Le secteur de l’intelligence artificielle en Inde continue d’être marqué par une explosion de candidatures, mais une grande majorité de ces propositions restent confinées à des idées superficielles, souvent qualifiées de « wrappers » ou enveloppes. Ces startups proposent d’ajouter des fonctionnalités d’IA, comme des chatbots, à des logiciels existants sans repenser fondamentalement leurs processus ou leur modèle commercial. Lors du récent appel à candidatures pour le programme Atoms, un partenariat entre Google, Accel et des acteurs locaux, près de 4 000 demandes ont été analysées, mais aucune ne correspondait véritablement à cette définition sophistiquée d’innovation.

Ce programme, lancé en novembre dernier, vise à soutenir des startups en phase précoce en leur fournissant jusqu’à 2 millions de dollars de financement, ainsi que des crédits cloud et IA pour accélérer leurs développements. Cependant, selon Prayank Swaroop, partenaire chez Accel, la majorité des candidatures rejetées, environ 70 %, étaient des « wrappers » — des entreprises qui utilisaient des technologies d’IA pour ajouter des fonctionnalités à des logiciels traditionnels sans apporter de véritable nouveauté ou transformation des workflows. La majorité des applications insistaient sur des outils d’automatisation du marketing ou de recrutement par IA, des secteurs très concurrentiels où la différenciation est difficile.

La sélection de startups a privilégié des projets alignés avec les usages concrets de l’IA et non simplement des wrappers, indiquant une évolution vers des applications plus élaborées et intégrées.

Ce qui est notable, c’est que cette année, le volume de candidatures a été environ quatre fois supérieur à celui des cohortes précédentes, en grande partie grâce à l’intérêt de jeunes fondateurs ou de premiers entrepreneurs dans le domaine technologique. La majorité des propositions restent centrées sur le secteur de l’entreprise, avec environ 62 % portant sur des outils de productivité, et 13 % sur le développement logiciel et la programmation, ce qui montre une forte tendance vers des applications B2B. Swaroop exprimait cependant l’espoir de voir davantage de propositions dans les domaines de la santé ou de l’éducation.

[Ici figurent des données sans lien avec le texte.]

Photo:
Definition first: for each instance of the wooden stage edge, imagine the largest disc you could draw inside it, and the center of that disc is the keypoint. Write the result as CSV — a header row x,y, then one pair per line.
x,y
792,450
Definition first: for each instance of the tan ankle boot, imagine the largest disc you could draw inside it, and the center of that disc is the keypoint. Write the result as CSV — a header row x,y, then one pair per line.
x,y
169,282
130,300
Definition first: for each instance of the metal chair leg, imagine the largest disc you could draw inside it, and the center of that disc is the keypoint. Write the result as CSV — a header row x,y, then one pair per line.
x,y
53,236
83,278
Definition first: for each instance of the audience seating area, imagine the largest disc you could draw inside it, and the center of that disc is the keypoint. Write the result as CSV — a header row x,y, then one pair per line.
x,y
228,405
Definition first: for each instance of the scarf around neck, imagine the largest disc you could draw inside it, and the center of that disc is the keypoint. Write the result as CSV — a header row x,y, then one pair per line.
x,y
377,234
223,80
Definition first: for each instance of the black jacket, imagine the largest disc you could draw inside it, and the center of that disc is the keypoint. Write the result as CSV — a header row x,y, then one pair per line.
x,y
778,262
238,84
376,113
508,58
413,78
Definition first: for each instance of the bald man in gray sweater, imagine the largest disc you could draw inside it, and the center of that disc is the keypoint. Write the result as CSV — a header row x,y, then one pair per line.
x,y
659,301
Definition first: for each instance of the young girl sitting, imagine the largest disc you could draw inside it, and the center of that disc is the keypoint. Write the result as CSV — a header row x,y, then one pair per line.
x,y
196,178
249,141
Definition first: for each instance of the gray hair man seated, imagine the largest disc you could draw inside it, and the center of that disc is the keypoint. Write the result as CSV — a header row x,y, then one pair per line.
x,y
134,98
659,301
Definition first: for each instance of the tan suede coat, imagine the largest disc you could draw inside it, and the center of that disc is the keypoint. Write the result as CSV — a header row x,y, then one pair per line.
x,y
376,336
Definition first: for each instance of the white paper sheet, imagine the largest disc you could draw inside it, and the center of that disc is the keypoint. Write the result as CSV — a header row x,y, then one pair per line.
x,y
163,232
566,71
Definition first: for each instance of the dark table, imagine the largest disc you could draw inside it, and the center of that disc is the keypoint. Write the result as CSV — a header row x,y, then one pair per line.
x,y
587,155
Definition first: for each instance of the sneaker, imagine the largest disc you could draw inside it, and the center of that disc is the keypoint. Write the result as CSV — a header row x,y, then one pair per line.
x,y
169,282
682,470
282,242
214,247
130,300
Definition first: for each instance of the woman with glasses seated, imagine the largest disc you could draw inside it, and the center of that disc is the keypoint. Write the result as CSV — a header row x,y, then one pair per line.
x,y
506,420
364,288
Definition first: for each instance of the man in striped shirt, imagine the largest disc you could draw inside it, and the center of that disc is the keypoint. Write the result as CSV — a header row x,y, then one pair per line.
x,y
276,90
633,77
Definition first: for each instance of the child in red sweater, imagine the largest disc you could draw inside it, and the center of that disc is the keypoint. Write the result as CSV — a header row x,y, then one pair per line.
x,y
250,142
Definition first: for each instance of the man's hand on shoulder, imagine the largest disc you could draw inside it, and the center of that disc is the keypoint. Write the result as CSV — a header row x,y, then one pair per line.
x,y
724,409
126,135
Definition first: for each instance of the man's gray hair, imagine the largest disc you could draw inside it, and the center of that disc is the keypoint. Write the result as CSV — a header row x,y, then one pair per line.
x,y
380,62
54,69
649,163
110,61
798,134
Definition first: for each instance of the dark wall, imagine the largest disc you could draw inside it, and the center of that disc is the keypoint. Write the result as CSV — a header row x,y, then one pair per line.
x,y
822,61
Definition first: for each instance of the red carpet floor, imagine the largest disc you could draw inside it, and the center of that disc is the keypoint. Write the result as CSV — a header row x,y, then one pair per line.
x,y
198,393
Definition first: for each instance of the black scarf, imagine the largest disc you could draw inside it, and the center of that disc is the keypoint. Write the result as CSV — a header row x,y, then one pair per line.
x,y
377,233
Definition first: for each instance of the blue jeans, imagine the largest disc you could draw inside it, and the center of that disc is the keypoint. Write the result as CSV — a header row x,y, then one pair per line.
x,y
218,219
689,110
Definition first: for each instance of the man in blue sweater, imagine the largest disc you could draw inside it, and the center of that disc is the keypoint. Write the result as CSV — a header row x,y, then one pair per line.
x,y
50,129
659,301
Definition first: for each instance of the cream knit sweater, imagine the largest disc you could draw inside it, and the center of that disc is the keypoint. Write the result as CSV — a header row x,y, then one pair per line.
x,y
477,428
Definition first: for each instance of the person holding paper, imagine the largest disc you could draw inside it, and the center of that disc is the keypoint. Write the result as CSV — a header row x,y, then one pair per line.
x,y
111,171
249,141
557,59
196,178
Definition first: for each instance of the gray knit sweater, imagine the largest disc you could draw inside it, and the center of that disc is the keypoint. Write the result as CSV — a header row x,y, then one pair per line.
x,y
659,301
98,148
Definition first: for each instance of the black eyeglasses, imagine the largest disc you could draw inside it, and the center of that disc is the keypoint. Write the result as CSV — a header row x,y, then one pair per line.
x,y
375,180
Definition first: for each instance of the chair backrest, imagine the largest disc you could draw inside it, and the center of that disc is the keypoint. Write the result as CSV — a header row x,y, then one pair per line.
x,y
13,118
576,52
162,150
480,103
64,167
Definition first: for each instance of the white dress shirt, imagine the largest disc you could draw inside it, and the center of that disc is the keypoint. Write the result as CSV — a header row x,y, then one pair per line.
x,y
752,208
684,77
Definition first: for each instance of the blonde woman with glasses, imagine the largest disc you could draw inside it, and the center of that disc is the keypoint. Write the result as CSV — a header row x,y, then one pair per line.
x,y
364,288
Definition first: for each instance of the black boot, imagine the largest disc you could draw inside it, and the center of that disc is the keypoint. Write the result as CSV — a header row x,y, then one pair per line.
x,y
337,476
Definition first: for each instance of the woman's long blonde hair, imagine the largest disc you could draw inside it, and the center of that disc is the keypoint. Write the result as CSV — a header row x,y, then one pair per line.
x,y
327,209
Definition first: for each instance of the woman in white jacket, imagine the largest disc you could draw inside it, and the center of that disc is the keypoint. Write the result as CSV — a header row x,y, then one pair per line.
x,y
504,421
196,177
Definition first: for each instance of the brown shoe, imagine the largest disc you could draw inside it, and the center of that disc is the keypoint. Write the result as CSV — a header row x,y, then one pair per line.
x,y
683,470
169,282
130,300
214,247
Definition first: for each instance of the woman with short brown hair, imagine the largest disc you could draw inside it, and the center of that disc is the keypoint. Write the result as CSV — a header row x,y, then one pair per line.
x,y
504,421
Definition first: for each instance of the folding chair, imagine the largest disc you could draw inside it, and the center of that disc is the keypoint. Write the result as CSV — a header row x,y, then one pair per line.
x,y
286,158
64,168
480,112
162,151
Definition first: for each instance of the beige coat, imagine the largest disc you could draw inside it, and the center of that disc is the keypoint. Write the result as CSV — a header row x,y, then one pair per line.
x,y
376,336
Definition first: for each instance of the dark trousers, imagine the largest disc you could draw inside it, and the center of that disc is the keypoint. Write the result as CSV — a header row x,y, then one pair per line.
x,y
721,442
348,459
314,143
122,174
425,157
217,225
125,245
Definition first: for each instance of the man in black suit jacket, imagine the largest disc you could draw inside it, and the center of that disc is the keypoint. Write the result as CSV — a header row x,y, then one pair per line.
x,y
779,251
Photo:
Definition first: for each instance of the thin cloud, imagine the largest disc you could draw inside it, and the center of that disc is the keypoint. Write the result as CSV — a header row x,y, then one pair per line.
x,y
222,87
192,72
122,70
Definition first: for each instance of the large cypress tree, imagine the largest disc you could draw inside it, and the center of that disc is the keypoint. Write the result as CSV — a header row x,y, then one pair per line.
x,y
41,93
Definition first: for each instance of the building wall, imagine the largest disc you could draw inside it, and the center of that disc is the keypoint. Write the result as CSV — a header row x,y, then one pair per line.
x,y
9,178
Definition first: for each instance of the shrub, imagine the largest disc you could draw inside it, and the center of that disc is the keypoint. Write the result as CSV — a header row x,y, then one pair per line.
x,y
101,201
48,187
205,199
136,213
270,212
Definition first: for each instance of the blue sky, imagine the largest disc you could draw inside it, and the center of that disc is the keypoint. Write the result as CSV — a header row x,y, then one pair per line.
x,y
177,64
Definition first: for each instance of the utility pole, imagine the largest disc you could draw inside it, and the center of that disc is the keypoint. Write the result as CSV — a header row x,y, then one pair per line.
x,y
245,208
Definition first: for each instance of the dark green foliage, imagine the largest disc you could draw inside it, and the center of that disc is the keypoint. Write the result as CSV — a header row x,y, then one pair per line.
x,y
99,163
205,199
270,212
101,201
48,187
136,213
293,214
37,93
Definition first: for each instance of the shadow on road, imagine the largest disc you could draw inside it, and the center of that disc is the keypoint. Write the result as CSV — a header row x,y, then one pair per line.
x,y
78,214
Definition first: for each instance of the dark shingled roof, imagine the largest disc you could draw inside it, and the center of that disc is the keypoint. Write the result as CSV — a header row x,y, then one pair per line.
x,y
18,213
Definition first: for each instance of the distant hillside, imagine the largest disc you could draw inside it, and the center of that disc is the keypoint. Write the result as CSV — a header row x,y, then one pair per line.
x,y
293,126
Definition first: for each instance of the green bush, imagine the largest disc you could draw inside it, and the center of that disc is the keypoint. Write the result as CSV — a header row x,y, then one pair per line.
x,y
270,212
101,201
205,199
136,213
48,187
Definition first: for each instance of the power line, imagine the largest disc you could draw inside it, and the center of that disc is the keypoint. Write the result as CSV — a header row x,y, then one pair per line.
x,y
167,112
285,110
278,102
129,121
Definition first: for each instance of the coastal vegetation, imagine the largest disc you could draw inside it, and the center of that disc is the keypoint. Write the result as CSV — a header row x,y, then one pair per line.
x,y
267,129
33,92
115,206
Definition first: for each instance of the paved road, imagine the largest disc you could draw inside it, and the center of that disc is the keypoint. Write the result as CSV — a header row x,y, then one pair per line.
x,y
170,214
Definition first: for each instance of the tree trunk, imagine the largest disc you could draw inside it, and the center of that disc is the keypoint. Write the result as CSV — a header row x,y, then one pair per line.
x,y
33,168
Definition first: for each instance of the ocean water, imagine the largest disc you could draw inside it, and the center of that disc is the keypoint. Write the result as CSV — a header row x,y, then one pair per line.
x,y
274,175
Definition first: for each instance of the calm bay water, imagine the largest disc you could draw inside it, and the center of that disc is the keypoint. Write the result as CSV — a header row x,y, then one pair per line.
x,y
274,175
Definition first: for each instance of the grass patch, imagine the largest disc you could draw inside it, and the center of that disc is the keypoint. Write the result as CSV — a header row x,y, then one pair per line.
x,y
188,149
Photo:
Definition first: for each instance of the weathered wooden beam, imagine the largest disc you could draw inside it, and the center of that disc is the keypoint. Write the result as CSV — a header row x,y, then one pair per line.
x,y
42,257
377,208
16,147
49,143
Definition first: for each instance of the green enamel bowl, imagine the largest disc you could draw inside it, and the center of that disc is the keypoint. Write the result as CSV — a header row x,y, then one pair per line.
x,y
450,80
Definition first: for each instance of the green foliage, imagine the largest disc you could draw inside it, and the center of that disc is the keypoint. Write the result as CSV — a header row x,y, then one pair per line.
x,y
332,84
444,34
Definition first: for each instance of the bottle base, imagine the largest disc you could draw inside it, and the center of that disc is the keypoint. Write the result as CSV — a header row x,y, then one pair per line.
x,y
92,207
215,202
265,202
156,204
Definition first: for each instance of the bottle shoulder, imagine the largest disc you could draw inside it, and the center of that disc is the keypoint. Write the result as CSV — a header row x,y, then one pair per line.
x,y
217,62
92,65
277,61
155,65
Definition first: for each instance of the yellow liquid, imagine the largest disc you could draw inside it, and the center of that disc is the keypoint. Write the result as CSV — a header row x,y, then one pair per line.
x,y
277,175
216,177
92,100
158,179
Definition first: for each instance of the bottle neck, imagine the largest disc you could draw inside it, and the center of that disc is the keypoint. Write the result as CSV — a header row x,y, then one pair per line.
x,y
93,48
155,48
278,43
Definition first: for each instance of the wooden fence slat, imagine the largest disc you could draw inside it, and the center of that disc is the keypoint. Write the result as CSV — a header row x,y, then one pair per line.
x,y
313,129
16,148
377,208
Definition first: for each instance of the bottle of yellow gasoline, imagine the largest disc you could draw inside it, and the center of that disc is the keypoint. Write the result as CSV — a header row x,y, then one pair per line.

Les cinq startups sélectionnées pour cette cohorte illustrent cette nouvelle orientation plus concrète de l’écosystème IA indien. Selon Jonathan Silber, co-fondateur du fonds AI Futures de Google, ces projets s’inscrivent dans des domaines où l’adoption de l’IA pourrait avoir un impact significatif, comme la recherche scientifique, la gestion d’entreprise ou l’automatisation industrielle. Silber précise que les startups ne sont pas obligées d’utiliser exclusivement les modèles de Google, ce qui permet une diversité d’approches techniques et de modèles, favorisant un « cercle vertueux » entre l’expérimentation des startups et le développement de nouvelles capacités par Google.